Surgical treatment is divided into radical, semi-radical and conservative. According to the nature of access to the pelvic organs, operations are divided into abdominal and vaginal. The scope of surgical intervention depends on the patient's age, concomitant gynecological diseases (condition of the endometrium, cervix, ovaries, fallopian tubes), reproductive function.

Radical operations include:

  • hysterectomy;
  • supravaginal amputation of the uterus.
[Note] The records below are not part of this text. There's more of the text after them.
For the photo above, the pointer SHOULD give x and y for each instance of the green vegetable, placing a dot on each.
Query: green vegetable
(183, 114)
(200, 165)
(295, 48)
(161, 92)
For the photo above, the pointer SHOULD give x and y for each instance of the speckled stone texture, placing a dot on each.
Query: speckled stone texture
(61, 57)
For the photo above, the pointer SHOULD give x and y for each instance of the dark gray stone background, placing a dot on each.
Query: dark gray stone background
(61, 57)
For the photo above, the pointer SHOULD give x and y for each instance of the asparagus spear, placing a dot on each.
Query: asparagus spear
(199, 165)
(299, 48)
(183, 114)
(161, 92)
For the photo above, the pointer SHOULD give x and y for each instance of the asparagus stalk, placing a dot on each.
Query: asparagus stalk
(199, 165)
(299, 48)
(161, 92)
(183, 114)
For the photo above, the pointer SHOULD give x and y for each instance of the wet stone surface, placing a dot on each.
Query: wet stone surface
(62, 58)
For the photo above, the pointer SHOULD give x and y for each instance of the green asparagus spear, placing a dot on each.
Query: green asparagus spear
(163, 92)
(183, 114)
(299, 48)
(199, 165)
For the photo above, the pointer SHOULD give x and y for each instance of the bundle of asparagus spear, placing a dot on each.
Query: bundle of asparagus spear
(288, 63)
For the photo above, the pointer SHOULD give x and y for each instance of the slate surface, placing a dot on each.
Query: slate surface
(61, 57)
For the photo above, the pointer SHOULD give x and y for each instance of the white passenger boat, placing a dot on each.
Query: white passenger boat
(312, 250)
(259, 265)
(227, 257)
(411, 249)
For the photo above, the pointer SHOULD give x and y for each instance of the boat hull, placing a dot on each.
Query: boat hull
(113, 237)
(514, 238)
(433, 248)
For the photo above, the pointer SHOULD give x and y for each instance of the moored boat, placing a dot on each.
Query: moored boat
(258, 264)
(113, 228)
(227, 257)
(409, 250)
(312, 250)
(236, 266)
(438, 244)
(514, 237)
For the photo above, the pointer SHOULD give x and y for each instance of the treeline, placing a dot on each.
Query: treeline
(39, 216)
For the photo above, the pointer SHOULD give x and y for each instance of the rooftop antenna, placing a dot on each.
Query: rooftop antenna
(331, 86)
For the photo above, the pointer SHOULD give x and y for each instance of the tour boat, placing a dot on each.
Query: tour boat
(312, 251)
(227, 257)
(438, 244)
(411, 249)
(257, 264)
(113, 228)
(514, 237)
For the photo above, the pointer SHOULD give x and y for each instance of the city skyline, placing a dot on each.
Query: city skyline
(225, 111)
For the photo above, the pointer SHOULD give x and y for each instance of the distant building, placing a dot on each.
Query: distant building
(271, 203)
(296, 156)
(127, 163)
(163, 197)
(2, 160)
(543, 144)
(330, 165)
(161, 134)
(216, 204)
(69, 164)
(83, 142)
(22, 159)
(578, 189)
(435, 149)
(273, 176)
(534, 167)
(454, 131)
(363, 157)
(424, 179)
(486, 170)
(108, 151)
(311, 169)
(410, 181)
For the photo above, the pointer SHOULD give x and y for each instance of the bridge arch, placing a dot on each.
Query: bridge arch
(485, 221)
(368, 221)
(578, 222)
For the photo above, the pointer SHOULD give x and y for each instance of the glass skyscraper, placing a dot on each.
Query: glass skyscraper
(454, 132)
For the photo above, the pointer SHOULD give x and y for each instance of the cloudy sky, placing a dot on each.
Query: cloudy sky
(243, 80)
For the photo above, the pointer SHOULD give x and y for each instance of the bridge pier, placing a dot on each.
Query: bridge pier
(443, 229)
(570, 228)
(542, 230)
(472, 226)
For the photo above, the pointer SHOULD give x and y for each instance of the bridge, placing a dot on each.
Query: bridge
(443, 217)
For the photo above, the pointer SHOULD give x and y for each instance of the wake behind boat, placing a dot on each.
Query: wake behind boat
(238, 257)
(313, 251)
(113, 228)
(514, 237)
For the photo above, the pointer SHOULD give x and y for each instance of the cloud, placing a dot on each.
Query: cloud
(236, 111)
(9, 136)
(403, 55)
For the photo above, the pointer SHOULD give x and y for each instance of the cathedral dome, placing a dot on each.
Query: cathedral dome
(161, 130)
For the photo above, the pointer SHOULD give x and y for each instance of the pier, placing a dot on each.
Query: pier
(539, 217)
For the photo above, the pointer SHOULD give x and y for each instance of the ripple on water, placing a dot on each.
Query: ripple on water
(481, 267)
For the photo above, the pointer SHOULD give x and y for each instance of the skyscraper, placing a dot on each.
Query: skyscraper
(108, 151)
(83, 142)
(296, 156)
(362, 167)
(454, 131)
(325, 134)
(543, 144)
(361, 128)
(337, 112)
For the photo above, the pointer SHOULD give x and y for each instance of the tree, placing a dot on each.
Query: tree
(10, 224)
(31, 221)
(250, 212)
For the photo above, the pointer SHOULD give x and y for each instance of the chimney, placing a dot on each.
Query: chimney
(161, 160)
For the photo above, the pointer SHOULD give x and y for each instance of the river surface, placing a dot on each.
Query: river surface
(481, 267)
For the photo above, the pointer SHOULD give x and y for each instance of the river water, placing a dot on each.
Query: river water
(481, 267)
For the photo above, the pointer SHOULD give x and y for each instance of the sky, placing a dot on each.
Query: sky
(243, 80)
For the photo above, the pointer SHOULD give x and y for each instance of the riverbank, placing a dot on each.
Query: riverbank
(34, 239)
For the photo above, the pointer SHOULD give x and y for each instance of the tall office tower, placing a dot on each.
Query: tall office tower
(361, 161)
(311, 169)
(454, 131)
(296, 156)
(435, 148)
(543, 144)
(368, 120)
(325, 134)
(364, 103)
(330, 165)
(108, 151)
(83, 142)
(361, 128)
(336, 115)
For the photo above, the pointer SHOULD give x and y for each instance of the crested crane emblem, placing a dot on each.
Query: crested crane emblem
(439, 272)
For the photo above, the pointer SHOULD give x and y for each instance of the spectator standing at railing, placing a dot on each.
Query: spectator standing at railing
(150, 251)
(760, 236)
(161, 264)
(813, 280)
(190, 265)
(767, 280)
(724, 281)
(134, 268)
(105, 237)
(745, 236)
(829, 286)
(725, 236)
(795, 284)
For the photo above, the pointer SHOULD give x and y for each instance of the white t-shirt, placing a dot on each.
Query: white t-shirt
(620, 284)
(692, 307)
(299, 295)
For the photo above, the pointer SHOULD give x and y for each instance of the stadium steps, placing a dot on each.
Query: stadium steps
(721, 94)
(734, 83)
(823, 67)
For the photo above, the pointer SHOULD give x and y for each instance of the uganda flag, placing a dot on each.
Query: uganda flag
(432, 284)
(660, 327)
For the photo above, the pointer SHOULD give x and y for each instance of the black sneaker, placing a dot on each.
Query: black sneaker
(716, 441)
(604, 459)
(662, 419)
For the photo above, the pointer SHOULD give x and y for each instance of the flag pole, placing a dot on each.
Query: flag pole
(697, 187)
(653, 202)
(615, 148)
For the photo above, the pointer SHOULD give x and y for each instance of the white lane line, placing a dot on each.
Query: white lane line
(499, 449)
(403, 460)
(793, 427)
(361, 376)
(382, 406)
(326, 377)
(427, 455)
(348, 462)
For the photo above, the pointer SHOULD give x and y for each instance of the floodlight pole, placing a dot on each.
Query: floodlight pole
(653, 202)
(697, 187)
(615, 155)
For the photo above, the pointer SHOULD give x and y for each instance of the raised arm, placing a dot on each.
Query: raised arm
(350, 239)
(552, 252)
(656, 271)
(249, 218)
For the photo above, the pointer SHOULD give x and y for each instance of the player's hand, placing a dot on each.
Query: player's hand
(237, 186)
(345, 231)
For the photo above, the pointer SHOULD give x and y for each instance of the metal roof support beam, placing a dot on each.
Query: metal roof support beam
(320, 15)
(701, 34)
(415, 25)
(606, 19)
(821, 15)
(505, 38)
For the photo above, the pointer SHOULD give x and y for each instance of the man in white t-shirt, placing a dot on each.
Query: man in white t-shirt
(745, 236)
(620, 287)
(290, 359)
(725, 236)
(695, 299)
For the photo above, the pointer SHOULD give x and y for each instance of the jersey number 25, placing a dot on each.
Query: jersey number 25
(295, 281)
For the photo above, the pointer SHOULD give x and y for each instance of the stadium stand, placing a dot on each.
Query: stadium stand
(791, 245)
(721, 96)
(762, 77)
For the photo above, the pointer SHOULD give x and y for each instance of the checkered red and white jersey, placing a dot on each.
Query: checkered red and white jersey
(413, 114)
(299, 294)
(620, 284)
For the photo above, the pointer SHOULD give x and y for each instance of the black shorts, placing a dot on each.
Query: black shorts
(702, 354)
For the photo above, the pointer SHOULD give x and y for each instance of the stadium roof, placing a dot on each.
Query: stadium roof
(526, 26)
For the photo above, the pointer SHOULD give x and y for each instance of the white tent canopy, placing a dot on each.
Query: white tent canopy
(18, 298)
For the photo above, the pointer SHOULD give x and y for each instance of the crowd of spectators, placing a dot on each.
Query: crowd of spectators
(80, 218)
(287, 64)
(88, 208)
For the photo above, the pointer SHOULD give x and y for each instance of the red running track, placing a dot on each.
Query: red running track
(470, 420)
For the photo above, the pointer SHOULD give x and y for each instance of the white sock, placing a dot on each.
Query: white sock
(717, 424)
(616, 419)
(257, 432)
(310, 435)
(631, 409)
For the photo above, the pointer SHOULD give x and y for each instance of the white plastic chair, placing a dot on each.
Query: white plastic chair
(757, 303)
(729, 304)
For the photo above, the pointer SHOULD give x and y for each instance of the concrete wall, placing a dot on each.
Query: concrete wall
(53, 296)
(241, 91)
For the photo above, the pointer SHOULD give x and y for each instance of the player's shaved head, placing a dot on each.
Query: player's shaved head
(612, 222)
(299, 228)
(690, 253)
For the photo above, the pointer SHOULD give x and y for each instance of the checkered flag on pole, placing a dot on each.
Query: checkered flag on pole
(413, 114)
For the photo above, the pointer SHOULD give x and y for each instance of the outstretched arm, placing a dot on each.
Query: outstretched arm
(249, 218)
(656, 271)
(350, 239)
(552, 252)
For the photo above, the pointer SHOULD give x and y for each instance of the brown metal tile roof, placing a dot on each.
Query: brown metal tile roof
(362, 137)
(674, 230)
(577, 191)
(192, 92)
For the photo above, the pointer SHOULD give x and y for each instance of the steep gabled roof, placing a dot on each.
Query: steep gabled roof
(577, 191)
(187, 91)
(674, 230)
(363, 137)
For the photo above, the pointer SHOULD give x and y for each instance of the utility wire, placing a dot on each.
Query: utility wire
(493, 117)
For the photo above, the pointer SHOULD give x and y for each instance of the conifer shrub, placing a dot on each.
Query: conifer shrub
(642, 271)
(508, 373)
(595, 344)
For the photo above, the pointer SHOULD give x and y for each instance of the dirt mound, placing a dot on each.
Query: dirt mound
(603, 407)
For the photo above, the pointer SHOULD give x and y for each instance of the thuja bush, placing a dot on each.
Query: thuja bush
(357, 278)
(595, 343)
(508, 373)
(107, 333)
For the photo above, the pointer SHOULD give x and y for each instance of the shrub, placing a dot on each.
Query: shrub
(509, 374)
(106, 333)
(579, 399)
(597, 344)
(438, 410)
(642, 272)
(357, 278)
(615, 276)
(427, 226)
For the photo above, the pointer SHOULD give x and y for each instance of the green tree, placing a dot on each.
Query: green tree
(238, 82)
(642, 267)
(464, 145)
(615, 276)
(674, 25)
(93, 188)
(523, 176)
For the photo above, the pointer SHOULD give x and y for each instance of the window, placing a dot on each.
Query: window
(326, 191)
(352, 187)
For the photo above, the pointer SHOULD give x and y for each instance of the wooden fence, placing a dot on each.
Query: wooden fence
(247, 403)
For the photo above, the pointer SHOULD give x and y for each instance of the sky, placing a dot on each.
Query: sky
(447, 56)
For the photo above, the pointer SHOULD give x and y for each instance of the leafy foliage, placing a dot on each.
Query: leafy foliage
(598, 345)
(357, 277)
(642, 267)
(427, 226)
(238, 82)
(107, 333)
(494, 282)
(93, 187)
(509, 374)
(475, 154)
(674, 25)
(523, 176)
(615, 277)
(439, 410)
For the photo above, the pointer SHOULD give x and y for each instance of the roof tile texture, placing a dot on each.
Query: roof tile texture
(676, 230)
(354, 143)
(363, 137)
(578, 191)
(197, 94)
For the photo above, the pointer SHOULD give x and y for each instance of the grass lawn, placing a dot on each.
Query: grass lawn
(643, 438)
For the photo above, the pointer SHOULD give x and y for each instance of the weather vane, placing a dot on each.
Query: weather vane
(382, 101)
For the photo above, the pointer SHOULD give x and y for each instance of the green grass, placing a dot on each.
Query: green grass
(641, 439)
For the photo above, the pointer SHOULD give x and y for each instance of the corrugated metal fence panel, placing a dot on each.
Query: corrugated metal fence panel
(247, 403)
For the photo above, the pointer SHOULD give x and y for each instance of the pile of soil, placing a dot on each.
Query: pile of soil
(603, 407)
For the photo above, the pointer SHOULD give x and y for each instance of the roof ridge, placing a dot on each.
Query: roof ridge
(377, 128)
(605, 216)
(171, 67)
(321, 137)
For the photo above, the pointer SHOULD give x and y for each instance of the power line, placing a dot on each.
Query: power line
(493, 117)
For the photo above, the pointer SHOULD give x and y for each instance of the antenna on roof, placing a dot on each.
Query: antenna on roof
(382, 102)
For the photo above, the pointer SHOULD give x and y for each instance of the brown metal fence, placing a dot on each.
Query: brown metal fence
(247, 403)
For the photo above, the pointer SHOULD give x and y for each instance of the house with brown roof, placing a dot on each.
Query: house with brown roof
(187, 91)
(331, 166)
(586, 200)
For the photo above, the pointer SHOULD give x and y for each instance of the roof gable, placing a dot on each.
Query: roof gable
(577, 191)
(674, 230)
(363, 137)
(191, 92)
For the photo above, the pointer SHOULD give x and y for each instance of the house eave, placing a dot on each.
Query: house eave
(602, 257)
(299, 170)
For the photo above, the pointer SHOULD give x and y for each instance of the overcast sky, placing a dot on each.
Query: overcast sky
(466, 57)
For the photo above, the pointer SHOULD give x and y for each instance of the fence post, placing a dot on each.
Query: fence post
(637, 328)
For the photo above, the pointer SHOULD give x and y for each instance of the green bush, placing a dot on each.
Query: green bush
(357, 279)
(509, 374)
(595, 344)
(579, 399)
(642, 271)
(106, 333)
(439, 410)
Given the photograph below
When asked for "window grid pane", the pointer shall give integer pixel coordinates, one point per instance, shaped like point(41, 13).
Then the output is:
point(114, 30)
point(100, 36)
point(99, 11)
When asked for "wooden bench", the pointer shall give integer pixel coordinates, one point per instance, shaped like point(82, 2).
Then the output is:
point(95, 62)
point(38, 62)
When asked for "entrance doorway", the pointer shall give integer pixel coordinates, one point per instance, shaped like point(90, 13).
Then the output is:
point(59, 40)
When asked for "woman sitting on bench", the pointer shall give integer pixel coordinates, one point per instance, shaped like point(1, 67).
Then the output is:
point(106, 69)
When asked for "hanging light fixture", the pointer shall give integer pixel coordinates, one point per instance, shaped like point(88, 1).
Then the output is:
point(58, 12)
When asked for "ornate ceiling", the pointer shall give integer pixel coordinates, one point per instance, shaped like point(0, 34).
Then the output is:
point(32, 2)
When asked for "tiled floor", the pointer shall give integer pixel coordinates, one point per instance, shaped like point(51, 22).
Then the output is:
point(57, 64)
Semi-radical operations, after which menstrual function is preserved but the woman's reproductive function is absent, may include:

  • defundation of the uterus;
  • high amputation of the uterus.

To the conservative:

  • enucleation of nodes (conservative myomectomy);
  • removal of submucosal nodes.

Conservative myomectomy is performed on young women interested in preserving their reproductive function. Conservative myomectomy for subserous tumors is performed both by laparotomy and laparoscopy. For submucosal tumors, myomectomy can be performed using hysteroresectoscopy.

Radiation therapy for uterine fibroids is primarily of historical significance.

Indications for the use of radiation therapy are the impossibility of using surgical and hormonal treatment.

The effectiveness of radiation therapy is due to the shutdown of ovarian function and is manifested by a decrease in the size of the tumor and the cessation of bleeding.